15 Temmuz gecesi yaşanan darbe girişimi sırasında Ankara Emniyetine açılan ateş sırasında yaralanan polis Erdem, tedavi gördüğü Dışkapı Yıldırım Beyazıt Eğitim ve Araştırma Hastanesinde yaşadıklarını anlattı.

Altındağ'da Hamamönü'nde görevli olduğu sırada saldırı nedeniyle telsizden takviye kuvvete ihtiyaç olduğu, bütün polislerin emniyete gelmelerinin istendiği anonsları yapıldığını aktardı.

"Uzun namlulu silah, çelik yelek arıyolardı"
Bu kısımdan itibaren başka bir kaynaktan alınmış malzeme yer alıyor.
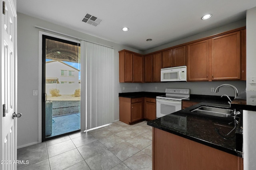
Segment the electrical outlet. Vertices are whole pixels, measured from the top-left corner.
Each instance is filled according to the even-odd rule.
[[[250,84],[256,84],[256,77],[249,77],[249,83]]]

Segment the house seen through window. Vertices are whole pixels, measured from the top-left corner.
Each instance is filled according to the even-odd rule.
[[[74,77],[74,71],[61,70],[61,76]]]

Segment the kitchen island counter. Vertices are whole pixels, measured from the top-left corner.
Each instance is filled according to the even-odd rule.
[[[238,140],[235,131],[225,136],[234,127],[234,119],[202,116],[192,113],[191,110],[201,106],[216,106],[215,103],[202,102],[151,121],[148,125],[154,128],[194,141],[242,157],[236,151]],[[229,105],[218,104],[229,107]],[[232,122],[230,125],[229,123]],[[222,133],[223,132],[223,133]]]

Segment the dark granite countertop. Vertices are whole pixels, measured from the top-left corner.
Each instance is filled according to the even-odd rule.
[[[232,109],[256,111],[256,92],[242,92],[232,101],[231,106]]]
[[[158,96],[165,95],[165,93],[159,93],[157,92],[130,92],[127,93],[119,93],[118,97],[124,98],[135,98],[146,97],[147,98],[156,98]]]
[[[231,100],[234,97],[230,97]],[[222,98],[218,96],[202,95],[198,94],[190,94],[189,98],[184,99],[183,100],[198,102],[207,102],[209,103],[218,103],[220,104],[228,104],[227,98]]]
[[[234,126],[232,117],[219,118],[192,113],[191,110],[201,106],[217,106],[224,107],[229,105],[202,102],[148,122],[153,127],[178,135],[236,156],[241,156],[236,151],[237,143],[235,131],[225,137]],[[218,133],[218,132],[219,133]],[[224,139],[225,138],[225,139]],[[241,144],[242,145],[242,144]]]

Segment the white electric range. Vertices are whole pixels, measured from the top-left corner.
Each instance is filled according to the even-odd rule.
[[[166,95],[156,96],[156,117],[159,118],[181,110],[182,99],[189,98],[187,89],[167,88]]]

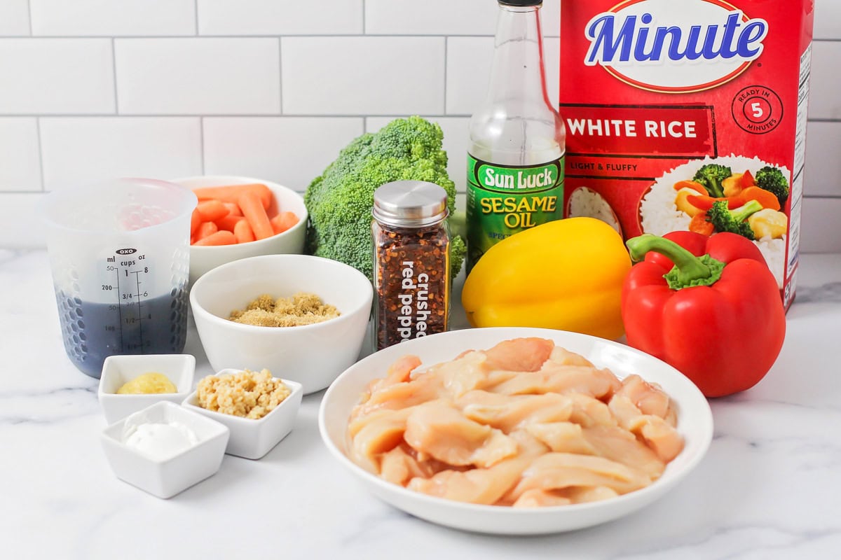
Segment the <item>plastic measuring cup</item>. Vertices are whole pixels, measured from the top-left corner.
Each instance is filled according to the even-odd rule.
[[[113,354],[180,353],[187,338],[189,189],[118,179],[46,196],[47,251],[67,356],[98,378]]]

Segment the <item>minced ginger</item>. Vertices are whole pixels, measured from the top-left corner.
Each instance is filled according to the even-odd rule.
[[[268,369],[245,369],[231,375],[208,375],[198,382],[198,406],[243,418],[262,418],[292,391]]]
[[[263,294],[244,310],[234,310],[229,320],[257,327],[299,327],[334,319],[339,310],[325,305],[315,294],[299,292],[292,297],[274,299]]]

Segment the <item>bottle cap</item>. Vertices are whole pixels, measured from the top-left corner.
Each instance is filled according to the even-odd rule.
[[[499,3],[504,6],[540,6],[543,3],[543,0],[499,0]]]
[[[430,226],[447,217],[447,191],[423,181],[395,181],[373,193],[373,217],[391,226]]]

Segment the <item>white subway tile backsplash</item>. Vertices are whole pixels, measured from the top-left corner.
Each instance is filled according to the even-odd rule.
[[[34,35],[193,35],[196,31],[195,0],[29,0],[29,5]]]
[[[809,82],[809,118],[841,118],[838,96],[838,60],[841,41],[815,41],[812,51]]]
[[[841,123],[809,123],[806,146],[806,195],[841,197]]]
[[[543,39],[543,65],[553,107],[558,107],[560,39]],[[447,39],[447,113],[470,115],[484,100],[494,59],[492,37],[449,37]]]
[[[196,117],[44,118],[40,136],[48,191],[113,177],[202,173]]]
[[[0,118],[0,192],[40,190],[38,121],[30,117]]]
[[[46,246],[41,220],[43,192],[6,192],[2,195],[3,207],[8,212],[0,220],[0,247],[34,249]],[[21,234],[25,232],[25,234]]]
[[[497,3],[489,0],[366,0],[365,33],[381,35],[493,35]],[[560,2],[541,9],[544,37],[560,33]]]
[[[841,198],[805,198],[801,218],[801,251],[841,253],[838,218]]]
[[[209,117],[204,131],[208,175],[257,177],[299,191],[363,132],[359,117]]]
[[[362,0],[198,0],[203,35],[325,35],[362,32]]]
[[[0,37],[29,34],[29,5],[27,0],[3,0],[0,3]]]
[[[493,37],[447,38],[447,114],[473,114],[484,100],[493,59]]]
[[[107,39],[0,39],[0,114],[114,111]]]
[[[404,115],[404,118],[406,115]],[[377,132],[388,124],[394,117],[368,117],[365,119],[365,132]],[[468,123],[467,117],[424,117],[437,123],[444,133],[443,147],[447,152],[447,174],[456,184],[456,191],[464,192],[467,181]]]
[[[815,39],[841,37],[841,2],[815,0]]]
[[[366,0],[365,33],[493,35],[498,10],[489,0]]]
[[[277,114],[277,39],[119,39],[121,114]]]
[[[444,110],[443,37],[283,37],[284,114]]]
[[[553,103],[561,1],[541,10]],[[410,114],[441,124],[463,209],[497,11],[494,0],[0,0],[0,247],[42,244],[18,234],[41,190],[204,172],[303,191],[363,130]],[[838,252],[841,2],[815,0],[815,13],[801,250]]]

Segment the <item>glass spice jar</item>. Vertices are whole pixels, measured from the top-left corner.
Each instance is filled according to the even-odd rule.
[[[450,232],[447,191],[399,181],[373,193],[374,328],[377,350],[447,330]]]

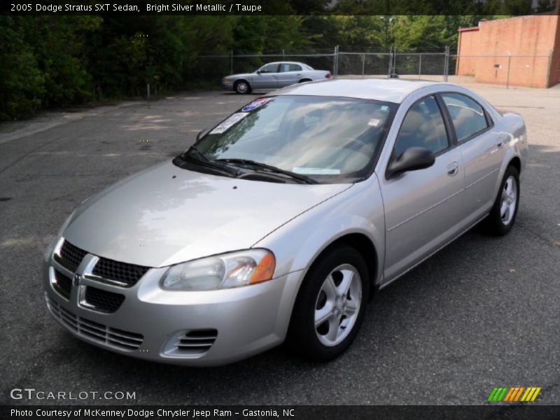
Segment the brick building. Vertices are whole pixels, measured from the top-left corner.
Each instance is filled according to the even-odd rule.
[[[532,88],[560,83],[558,15],[482,20],[477,27],[458,31],[458,76]]]

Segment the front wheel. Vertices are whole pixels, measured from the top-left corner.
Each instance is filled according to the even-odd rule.
[[[236,82],[234,89],[237,93],[240,94],[251,92],[251,85],[245,80]]]
[[[498,197],[490,214],[484,219],[485,230],[503,236],[511,230],[519,204],[519,173],[515,167],[508,167],[502,179]]]
[[[354,248],[335,246],[319,257],[294,305],[287,338],[290,349],[314,361],[342,354],[360,329],[369,286],[365,263]]]

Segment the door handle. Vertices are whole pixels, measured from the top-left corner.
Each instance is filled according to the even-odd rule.
[[[455,176],[459,173],[459,164],[456,162],[449,164],[447,166],[447,175],[449,176]]]
[[[507,141],[508,137],[506,136],[500,136],[498,137],[498,143],[496,144],[496,146],[498,148],[502,148],[503,145]]]

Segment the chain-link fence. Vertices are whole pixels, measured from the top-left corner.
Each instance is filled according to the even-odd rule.
[[[550,55],[456,55],[445,47],[440,51],[407,52],[350,51],[332,50],[314,52],[282,50],[272,54],[236,53],[202,55],[196,73],[201,78],[216,83],[227,74],[255,71],[271,62],[304,62],[314,69],[328,70],[345,78],[416,78],[447,81],[458,76],[461,81],[510,85],[548,87],[551,69]],[[559,80],[560,81],[560,80]],[[557,83],[557,82],[556,82]],[[554,83],[553,83],[554,84]]]

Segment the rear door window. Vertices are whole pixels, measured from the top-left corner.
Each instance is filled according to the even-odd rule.
[[[460,93],[440,94],[451,115],[457,141],[464,141],[488,127],[484,110],[474,99]]]

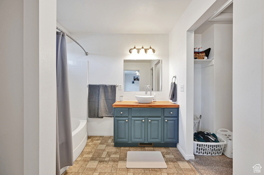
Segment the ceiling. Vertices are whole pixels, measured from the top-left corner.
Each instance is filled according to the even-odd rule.
[[[191,0],[57,0],[70,33],[168,33]]]
[[[194,31],[194,34],[202,34],[214,24],[233,24],[233,1],[230,0],[228,1],[218,10],[220,11],[220,13],[218,13],[216,16],[214,17],[214,19],[217,19],[218,17],[220,16],[221,15],[224,15],[225,14],[228,14],[228,13],[229,13],[229,15],[231,15],[230,17],[232,17],[232,20],[230,19],[227,20],[226,18],[225,19],[225,18],[224,18],[220,19],[209,21],[209,19],[211,18],[211,17],[210,17],[205,21],[200,26]],[[216,11],[215,13],[217,12],[217,11]],[[213,16],[214,14],[213,14],[212,16]],[[225,16],[225,17],[226,17]]]

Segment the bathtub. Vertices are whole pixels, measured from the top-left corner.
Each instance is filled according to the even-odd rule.
[[[87,121],[83,119],[72,118],[72,149],[73,151],[73,161],[75,161],[85,147],[88,139]],[[60,169],[62,174],[69,166]]]

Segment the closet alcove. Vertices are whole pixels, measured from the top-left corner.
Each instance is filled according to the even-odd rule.
[[[194,60],[194,114],[202,115],[199,130],[215,133],[233,131],[233,9],[228,1],[194,32],[194,48],[211,51]]]

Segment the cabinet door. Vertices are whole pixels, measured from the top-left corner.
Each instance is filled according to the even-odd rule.
[[[116,142],[128,142],[128,118],[115,119]]]
[[[131,142],[145,141],[145,118],[132,118],[131,120]]]
[[[161,118],[149,118],[148,121],[148,141],[161,142]]]
[[[164,118],[164,142],[178,142],[178,118]]]

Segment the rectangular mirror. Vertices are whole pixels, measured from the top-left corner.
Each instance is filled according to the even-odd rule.
[[[162,69],[161,59],[124,60],[124,91],[143,91],[148,85],[161,91]]]

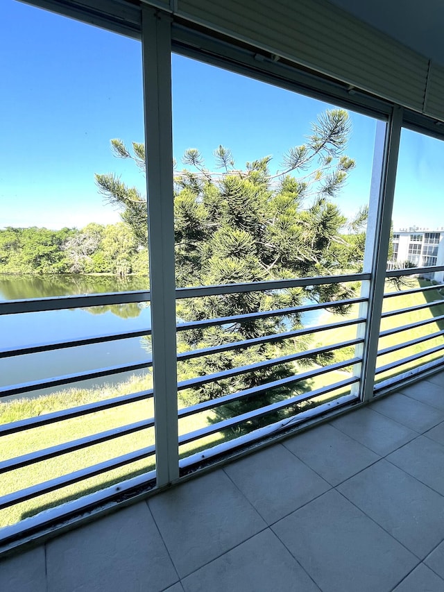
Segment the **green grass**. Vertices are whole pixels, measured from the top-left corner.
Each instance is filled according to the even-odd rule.
[[[414,280],[414,282],[415,285],[418,285],[418,280]],[[423,281],[420,282],[420,283],[422,285],[428,285],[427,282]],[[387,287],[386,291],[393,291],[393,289]],[[422,302],[430,302],[438,298],[442,298],[441,295],[438,294],[438,291],[435,291],[434,290],[416,294],[403,294],[400,292],[399,296],[386,300],[384,310],[403,308]],[[357,316],[357,305],[349,312],[349,315],[351,316]],[[443,305],[433,307],[433,308],[427,307],[422,311],[417,311],[409,314],[396,315],[385,319],[382,321],[382,328],[399,326],[422,319],[432,319],[434,315],[439,314],[444,314],[444,301]],[[321,323],[334,323],[343,320],[343,316],[336,316],[334,314],[327,313],[323,318]],[[413,337],[420,337],[427,333],[435,332],[443,328],[443,326],[439,326],[439,324],[438,322],[432,323],[425,328],[416,330],[414,335],[411,331],[406,331],[397,335],[389,336],[380,340],[379,348],[387,347],[398,342],[400,339],[407,341]],[[441,325],[442,325],[443,323]],[[331,329],[322,333],[315,334],[312,346],[346,341],[355,337],[355,334],[356,328],[353,327]],[[423,351],[443,343],[444,343],[444,337],[441,336],[408,349],[404,349],[400,352],[383,356],[379,363],[385,364],[391,361],[398,360],[406,355]],[[344,357],[345,359],[347,359],[348,356],[345,355]],[[392,371],[391,374],[385,373],[384,375],[380,376],[380,378],[387,378],[387,375],[393,375],[396,372],[405,371],[408,368],[418,365],[418,363],[422,364],[429,361],[429,359],[438,357],[442,357],[442,354],[440,353],[435,354],[434,356],[428,356],[420,360],[419,362],[404,364],[400,370]],[[334,384],[350,376],[350,371],[351,368],[348,368],[321,375],[307,381],[305,384],[297,385],[298,391],[295,389],[289,395],[283,396],[289,396],[301,391],[309,392],[323,386]],[[89,390],[70,388],[42,397],[22,398],[6,402],[0,403],[0,423],[16,421],[24,418],[34,417],[60,409],[102,400],[110,397],[129,394],[151,387],[151,375],[149,374],[145,378],[133,378],[117,386],[105,386]],[[312,400],[309,405],[325,403],[348,392],[350,392],[350,387],[345,387],[341,390],[317,397]],[[275,400],[278,400],[278,398],[276,398]],[[302,404],[299,409],[303,410],[306,407],[307,404]],[[87,437],[101,431],[112,430],[114,428],[140,421],[144,418],[152,417],[153,414],[153,400],[142,400],[6,436],[1,439],[0,461],[78,438]],[[188,433],[210,423],[214,423],[217,419],[216,413],[214,412],[200,413],[191,417],[184,418],[179,422],[179,432],[180,434]],[[248,429],[248,427],[246,429]],[[239,429],[236,428],[225,430],[224,432],[218,432],[195,443],[181,446],[180,456],[187,456],[221,441],[234,438],[239,435]],[[154,428],[149,428],[37,463],[24,468],[10,471],[1,475],[0,496],[12,493],[18,488],[24,489],[61,475],[83,468],[85,466],[149,446],[154,443]],[[0,511],[0,527],[15,523],[45,508],[82,496],[90,491],[96,491],[115,484],[119,481],[135,476],[153,468],[155,468],[155,459],[152,456],[101,475],[64,487],[59,491],[44,494],[34,500],[23,502],[11,508]]]

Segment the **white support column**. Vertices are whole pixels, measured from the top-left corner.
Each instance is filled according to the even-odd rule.
[[[171,19],[142,7],[142,33],[156,471],[165,485],[179,476]]]
[[[361,381],[362,400],[370,400],[373,396],[402,122],[402,109],[395,107],[388,123],[378,123],[377,128],[371,195],[377,192],[379,199],[377,208],[370,208],[364,264],[364,271],[370,272],[372,277],[362,289],[363,295],[368,297]]]

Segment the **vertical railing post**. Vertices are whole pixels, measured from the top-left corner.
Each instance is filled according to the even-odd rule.
[[[388,124],[377,124],[371,195],[376,192],[375,187],[376,191],[379,187],[379,198],[377,207],[370,206],[369,212],[364,271],[370,272],[371,279],[363,286],[362,290],[363,295],[368,298],[360,394],[364,401],[370,400],[373,396],[402,123],[402,109],[394,107]],[[382,134],[384,134],[382,137]],[[383,152],[378,155],[382,145]]]
[[[171,115],[171,22],[142,7],[144,107],[157,485],[179,476]]]

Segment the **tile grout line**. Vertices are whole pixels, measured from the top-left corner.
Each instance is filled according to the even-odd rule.
[[[47,550],[47,543],[44,543],[43,544],[43,553],[44,557],[44,583],[45,583],[45,589],[46,592],[49,591],[49,582],[48,582],[48,550]]]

Ankara Emniyet Müdürlüğüne vardığında birtakım hazırlıkların olduğunu, herkesin silah bulmaya çalıştığını söyleyen Erdem, "Uzun namlulu silahlar, çelik yelek arıyorlardı. Biz gittiğimizde silah kalmamıştı. O sırada Milli İstihbarat Teşkilatının tarandığını gördük. Aradan kısa bir süre geçtikten sonra Emniyet'e geldiler. Biz sığınaktayken İl Emniyet havadan helikopterle tarandı. Aradan iki üç dakika geçti tekrar geldiler, bir daha taradılar. Orada fazla bir can kaybımız olmadı." dedi.

Erdem, tanklar geldikten sonra binanın dışına çıktıklarını belirterek, kendilerine doğru gelen askerlere, "Biz kardeşiz, çok büyük hata yapıyorsunuz. Birbirimizin kanını dökmeye gerek yok. Müslüman, Müslümana kurşun sıkmaz. Gelin, bu hatadan vazgeçin." şeklinde anons yaptıklarını anlattı.

"Bizde sadece tabanca vardı"

Çağrılarına karşılık askerlerden herhangi bir tepki gelmediğini ifade eden Erdem, bunu üzerine TOMA'dan çekilip tanklara doğru yürümeye başladıklarını belirtti. O sırada helikopterden üzerlerine roket atıldığını belirten Erdem, şöyle devam etti:

"O sırada koltuğumun altından şarapnel parçası girdi. Arkadaşlar beni sürükleyerek İl Emniyet'in içine çektiler. Arka taraftan da hastaneye götürdüler. O gün benim dikkatimi çeken en büyük husus karşımızda helikopterler, tanklar vardı. Bizim elimizde sadece tabancalar vardı. Biz ölüme bile bile gittik. Pişman değilim. Bugün olsa yine aynısını yaparım."

Erdem, yaralı olarak getirildiği hastanede komaya girdiğini ve hemen ameliyata alındığını dile getirerek, "Uyandığımda ilk yaptığım, vücudumda ne olduğunu düşünmekten çok, 'darbe oldu mu?' diye sormak oldu. Vücudumda ne olduğunu umursamadım. Kolumun kopma derecesine geldiğini, sadece 5-10 santimetrenin tuttuğunu, birleştirdiklerini anlattılar. Sağlığım yerine geliyor çok şükür. Benim için en büyük teselli darbenin olmaması. Biz imkansızlıklar içerisinde imkanı başardık, zafer elde ettik. Bütün Türk milletine kendi adıma teşekkür ediyorum." diye konuştu.

Darbe girişimi sırasında Ankara Emniyetinde görevli bir çok arkadaşının da şehit olduğunu ifade eden Erdem, "Hepimizin düşüncesi şehit olmaktı yalnız şehitlik makamı onlara nasip oldu. Onlar haketti, mekanları cennet olsun. Diğer arkadaşlara da acil şifalar diliyorum. O gün herkes büyük bir inançla savaştı. Büyük bir inançla bu zorluğun üstesinden geldi. Göğsümüzdeki iman da Allah'a çok şükür bizi zafere ulaştırdı." dedi.